The Client:
Our client is a Middle Eastern company, a leader in producing devices and systems for quality control and electricity metering.
They have developed a SaaS platform for simple and convenient monitoring and display of consumption parameters of all types of energy (electricity, gas, water, fuel). This solution is implemented as a cloud service maintained 24/7 and provides the ability to obtain any data in real time using both local and remote access with modern gadgets.
Architecting a Energy Analytics Platform with IoT and Cloud Solutions
The Business and Technical Challenges:
Our client already has a data monitoring system, but many things need to be improved. They are currently working on a new cloud-based and scalable one.

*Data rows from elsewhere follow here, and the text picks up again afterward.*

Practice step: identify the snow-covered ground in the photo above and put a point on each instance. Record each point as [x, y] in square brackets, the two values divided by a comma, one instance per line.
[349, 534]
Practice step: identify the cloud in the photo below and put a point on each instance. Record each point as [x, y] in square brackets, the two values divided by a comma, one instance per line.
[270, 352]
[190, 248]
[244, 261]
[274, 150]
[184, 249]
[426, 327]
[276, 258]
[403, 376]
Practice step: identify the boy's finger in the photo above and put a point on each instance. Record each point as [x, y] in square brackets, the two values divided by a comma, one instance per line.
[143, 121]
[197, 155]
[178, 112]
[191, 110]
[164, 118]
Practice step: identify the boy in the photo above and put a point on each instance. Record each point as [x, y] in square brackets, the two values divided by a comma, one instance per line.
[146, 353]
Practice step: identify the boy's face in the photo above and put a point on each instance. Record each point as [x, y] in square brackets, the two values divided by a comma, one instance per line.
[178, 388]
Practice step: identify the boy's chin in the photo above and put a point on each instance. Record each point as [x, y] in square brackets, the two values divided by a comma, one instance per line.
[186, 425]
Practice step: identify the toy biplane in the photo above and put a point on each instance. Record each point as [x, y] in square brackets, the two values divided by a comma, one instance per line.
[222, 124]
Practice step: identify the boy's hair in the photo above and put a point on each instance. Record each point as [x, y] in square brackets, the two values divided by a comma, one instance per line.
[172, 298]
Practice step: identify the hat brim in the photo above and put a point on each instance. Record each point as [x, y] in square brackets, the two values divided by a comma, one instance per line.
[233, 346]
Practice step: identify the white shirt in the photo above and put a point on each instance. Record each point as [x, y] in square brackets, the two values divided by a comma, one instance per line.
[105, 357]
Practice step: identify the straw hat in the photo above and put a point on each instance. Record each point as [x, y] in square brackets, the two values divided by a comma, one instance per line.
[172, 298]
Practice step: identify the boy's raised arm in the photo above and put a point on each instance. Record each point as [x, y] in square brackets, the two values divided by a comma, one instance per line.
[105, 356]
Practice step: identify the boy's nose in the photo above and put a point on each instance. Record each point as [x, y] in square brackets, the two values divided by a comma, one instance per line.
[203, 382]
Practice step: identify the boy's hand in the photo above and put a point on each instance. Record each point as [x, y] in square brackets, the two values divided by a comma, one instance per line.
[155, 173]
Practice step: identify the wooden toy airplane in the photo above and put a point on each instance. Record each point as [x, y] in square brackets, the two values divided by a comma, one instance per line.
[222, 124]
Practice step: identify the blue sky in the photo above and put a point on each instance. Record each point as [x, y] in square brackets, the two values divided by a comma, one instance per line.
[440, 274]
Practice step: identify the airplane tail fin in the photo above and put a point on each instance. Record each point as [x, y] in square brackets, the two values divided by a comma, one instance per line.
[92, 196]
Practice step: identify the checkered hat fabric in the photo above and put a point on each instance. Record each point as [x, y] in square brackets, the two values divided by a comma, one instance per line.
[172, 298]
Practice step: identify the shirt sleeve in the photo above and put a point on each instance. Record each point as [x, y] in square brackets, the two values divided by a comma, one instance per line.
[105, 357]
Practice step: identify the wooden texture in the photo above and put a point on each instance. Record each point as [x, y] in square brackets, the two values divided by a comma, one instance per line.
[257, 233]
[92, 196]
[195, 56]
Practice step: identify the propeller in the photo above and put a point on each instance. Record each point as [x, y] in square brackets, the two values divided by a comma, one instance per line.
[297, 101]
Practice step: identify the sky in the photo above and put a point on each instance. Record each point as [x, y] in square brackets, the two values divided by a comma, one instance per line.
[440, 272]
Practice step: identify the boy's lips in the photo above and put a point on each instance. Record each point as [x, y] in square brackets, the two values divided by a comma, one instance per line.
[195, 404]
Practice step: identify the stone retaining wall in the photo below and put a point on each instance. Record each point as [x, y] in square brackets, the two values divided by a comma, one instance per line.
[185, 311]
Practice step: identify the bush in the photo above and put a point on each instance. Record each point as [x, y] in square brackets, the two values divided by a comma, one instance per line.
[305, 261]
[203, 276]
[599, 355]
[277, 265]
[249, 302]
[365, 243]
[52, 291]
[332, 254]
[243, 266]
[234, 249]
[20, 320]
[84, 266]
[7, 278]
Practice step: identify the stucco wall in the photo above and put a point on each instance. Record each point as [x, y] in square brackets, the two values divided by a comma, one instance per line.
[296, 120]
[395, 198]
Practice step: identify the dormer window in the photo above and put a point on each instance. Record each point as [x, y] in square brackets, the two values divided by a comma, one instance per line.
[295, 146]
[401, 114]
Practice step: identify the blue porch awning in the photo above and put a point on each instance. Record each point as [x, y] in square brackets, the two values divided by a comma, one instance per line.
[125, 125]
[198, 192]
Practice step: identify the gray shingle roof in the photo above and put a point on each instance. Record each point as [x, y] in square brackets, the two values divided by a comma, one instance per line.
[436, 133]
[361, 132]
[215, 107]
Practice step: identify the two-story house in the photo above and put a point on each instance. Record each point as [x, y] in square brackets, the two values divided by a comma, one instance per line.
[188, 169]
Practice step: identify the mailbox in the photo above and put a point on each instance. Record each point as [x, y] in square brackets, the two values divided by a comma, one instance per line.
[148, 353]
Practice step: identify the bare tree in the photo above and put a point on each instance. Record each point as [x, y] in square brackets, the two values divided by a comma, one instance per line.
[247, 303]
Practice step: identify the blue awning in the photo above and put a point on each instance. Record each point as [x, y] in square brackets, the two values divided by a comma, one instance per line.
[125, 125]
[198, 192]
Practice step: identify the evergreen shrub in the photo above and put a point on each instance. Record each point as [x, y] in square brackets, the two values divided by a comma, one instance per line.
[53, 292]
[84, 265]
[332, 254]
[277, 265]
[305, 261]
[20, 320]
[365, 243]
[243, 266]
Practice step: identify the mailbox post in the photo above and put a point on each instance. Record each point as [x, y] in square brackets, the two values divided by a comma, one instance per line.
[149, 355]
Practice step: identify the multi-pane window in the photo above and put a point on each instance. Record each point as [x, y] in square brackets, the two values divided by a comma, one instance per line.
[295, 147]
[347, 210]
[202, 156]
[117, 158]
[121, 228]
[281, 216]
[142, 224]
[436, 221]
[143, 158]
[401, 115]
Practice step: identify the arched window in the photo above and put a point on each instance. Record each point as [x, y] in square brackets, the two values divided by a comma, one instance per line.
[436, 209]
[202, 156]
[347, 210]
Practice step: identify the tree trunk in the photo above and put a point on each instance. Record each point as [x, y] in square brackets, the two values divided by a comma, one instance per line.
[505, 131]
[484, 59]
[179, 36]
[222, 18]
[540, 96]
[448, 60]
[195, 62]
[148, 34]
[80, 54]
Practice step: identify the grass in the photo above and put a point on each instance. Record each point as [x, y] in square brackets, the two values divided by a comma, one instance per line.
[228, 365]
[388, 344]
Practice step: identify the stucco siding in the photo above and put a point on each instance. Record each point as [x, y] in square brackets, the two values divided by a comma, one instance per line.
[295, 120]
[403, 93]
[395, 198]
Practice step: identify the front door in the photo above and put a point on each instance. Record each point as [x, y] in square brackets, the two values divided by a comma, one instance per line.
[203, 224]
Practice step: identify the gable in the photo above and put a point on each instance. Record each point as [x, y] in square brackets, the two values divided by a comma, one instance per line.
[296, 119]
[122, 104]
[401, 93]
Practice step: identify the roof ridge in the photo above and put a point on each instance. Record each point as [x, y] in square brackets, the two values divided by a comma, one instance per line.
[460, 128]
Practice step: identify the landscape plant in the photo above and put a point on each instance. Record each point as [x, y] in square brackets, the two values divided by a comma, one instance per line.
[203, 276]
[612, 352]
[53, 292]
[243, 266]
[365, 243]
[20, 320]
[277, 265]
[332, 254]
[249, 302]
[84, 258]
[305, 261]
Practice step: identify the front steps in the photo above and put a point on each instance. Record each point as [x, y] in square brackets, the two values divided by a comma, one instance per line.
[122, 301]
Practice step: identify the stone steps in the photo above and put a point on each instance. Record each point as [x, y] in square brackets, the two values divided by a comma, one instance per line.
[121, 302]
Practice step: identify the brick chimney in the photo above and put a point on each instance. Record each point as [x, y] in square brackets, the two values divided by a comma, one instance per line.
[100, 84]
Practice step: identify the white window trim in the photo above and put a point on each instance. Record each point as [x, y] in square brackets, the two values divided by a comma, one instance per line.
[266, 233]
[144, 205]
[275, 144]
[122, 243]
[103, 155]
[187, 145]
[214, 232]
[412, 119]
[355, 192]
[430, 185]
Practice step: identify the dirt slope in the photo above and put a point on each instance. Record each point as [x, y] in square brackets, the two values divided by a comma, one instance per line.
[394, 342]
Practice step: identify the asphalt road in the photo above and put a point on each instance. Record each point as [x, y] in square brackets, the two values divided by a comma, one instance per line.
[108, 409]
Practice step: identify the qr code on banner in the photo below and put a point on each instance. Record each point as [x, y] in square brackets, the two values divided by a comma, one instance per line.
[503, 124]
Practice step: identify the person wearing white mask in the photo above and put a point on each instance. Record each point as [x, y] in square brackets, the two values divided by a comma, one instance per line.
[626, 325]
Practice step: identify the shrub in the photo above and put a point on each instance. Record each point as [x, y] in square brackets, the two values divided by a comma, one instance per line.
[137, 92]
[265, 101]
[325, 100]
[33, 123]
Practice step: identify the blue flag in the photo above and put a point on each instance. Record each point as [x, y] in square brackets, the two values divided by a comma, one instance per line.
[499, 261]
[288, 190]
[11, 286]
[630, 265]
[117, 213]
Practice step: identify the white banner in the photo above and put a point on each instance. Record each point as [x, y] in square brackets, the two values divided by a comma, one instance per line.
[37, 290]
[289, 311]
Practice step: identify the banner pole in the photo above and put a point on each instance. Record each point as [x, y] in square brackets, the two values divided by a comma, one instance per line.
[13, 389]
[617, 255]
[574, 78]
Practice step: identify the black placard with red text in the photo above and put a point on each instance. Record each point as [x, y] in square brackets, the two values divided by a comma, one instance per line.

Our data engineers had several business objectives:
-
create data pipelines to collect data from a vast number of industrial customers' devices;
-
process this data for analytics;
-
develop BI dashboards displaying various aspects of energy consumption
The Solution:
1) We build data pipelines that gather data from various sources (APIs, customer files, metering devices, and previous monitoring systems).
For the primary storage of raw data, we used the Microsoft Azure infrastructure, Data Lake, enabling efficient and organised data migration.
2) The data was processed using Microsoft Azure Databricks. We also developed several Databricks notebooks to prepare the data for analytics. It included processing IoT data from various metering devices.
3) We created data pipelines in Microsoft Azure Data Factory to automate and schedule data collection and preparation tasks, ensuring seamless data migration and transformation.
4) We used the Power BI platform to create comprehensive BI reports and visualizations.
The Tech Stack, Used in the Project:
-
Data processing: Python
-
Access Rights Management: Microsoft Entra ID
-
Version Control and CI/CD: Microsoft Azure DevOps
-
Database Deployment: Microsoft Azure virtual machines, Microsoft SQL Server
-
Sensitive Data Storage: Azure Key Vault
-
Computing Resources for Power BI: Power BI Embedded Capacity
The Result:
DataEngi helped the client to create data pipelines to collect, process, and prepare data for analytics, which are displayed in the user's personal account on the website as information panels (dashboards).
Users have different requirements for resource consumption analytics. Very few comprehensive solutions simplify the provision of analytical information to customers in different sections. Our data engineers helped create simple and convenient access to analytical data for our client's customers.
The Data Security:
We employ best practices of cloud provider solutions to ensure compliance with national and regional security standards, such as the General Data Protection Regulation (GDPR).